How to directly prove that $M$ is maximal ideal of $A$ iff $A/M$ is a field?

An ideal $M$ of a commutative ring $A$ (with unity) is maximal iff $A/M$ is a field.

This is easy with the correspondence of ideals of $A/I$ with ideals of $A$ containing $I$, but how can you prove it directly? Take $x + M \in A/M$. How can you construct $y + M \in A/M$ such that $xy - 1 \in M$? All I can deduce from the maximality of $M$ is that $(M,x) = A$.

From $(M,x)=A$ you can infer that there are $m\in M, y\in A$ so that $m+xy=1$. Thus, $xy+M=1+M$.

I don't think anyone has mentioned the converse yet so I'll post it here.

Converse: If $A/M$ is a field then $M$ is a maximal ideal of $A$.

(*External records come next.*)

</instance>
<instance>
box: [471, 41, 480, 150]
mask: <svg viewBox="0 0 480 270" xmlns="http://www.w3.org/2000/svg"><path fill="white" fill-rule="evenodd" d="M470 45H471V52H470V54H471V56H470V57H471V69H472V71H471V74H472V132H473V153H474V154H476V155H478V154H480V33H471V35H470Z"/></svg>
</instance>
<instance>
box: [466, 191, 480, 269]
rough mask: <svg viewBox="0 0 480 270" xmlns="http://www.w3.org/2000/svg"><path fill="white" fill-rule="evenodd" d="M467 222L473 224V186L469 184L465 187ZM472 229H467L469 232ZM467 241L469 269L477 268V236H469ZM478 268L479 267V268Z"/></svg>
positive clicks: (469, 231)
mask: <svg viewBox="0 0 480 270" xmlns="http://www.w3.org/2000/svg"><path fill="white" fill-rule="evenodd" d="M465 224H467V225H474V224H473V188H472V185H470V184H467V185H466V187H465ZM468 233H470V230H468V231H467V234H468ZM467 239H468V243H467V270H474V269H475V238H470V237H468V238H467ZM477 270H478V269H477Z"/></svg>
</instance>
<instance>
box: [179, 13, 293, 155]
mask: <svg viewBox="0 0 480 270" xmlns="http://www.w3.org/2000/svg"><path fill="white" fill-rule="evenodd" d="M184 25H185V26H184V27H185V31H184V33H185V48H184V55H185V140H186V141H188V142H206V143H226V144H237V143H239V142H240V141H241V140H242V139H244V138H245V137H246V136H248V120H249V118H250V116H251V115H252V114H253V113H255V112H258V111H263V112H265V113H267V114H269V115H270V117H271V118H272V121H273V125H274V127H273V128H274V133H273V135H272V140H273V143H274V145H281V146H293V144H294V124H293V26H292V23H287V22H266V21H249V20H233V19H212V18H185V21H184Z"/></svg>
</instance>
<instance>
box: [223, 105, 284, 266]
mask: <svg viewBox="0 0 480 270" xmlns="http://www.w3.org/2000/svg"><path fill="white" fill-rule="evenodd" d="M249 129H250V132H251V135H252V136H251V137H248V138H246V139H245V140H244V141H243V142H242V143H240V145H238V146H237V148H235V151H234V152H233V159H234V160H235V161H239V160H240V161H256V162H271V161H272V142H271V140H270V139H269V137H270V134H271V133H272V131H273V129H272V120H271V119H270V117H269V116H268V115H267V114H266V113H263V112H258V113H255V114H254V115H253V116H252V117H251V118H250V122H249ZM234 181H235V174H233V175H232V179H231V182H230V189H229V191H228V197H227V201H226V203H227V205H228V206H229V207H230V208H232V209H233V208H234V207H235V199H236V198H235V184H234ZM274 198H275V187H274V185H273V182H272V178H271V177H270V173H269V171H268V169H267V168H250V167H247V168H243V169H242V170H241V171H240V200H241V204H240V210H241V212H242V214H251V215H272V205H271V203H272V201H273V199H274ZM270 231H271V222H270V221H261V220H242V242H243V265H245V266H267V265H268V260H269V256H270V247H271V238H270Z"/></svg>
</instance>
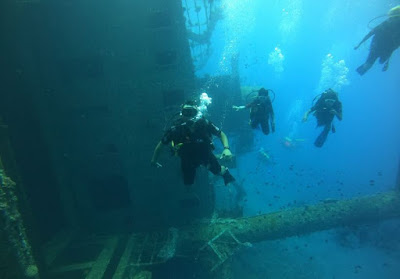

Proof: Suppose there exists an ideal $I$ of $A$ such that $M \subsetneqq I \subsetneqq A$. Then this means that there is an $x \in I$ such that $x \notin M$. Now because $A/M$ is a field, this means $\exists y \in A \backslash M$ such that

$$xy \equiv 1 \operatorname{mod} M.$$

Equivalently this is saying that $xy - 1 = m$ for some $m \in M$. Rearranging the equation we get that $xy - m = 1$. But then as $M \subsetneqq I$ this means that $m$ is necessarily contained in $I$ too. Since $I$ is an ideal this means that $1 \in I$ which is a contradiction since $I$ was assumed not to be the whole ring.